Powell, a native of Moreno Valley, Calif., snubbed Southern Cal and a host of other schools. He showed a glimpse of his athleticism by catching a touchdown pass as a tight end in the U.S. Army All-American Bowl.
But the Gators did not sign Powell as tight end; they expect him to be their next “Freak.”
2. MARCUS LATTIMORE
RUNNING BACK, USC
Lattimore is the highest-rated recruit signed by Steve Spurrier and USC, and — the Gamecocks hope — the answer to their sputtering rushing attack.
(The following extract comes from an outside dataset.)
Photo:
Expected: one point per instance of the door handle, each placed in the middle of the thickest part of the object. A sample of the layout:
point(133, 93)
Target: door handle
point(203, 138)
Lattimore rushed for 1,898 yards and 31 touchdowns his final season at Byrnes High and was rated the nation’s top tailback by Rivals.com.
The Parade All-American, who picked USC over Auburn, is not shying from the expectations: Shortly after Signing Day, Lattimore said he hoped to rush for 1,000 yards as a freshman.
Given the state of their ground game the past three years, the Gamecocks gladly would take it.
1. CAMERON NEWTON
As Alabama was preparing for the BCS title game last January, its Iron Bowl rival received a boost when Newton chose the Tigers over Mississippi State.
No one on the Plains is expecting Newton to get Auburn in the national championship hunt, although he won the junior-college title last year at Blinn in Texas. Fans will be happy if the 6-6, 247-pounder can jump-start a passing attack that ranked 10th in the SEC last year.
Most believe Newton has the physical tools to be successful. But he has to prove he has matured since leaving Florida, where he was Tim Tebow’s backup, after legal problems sidetracked his career.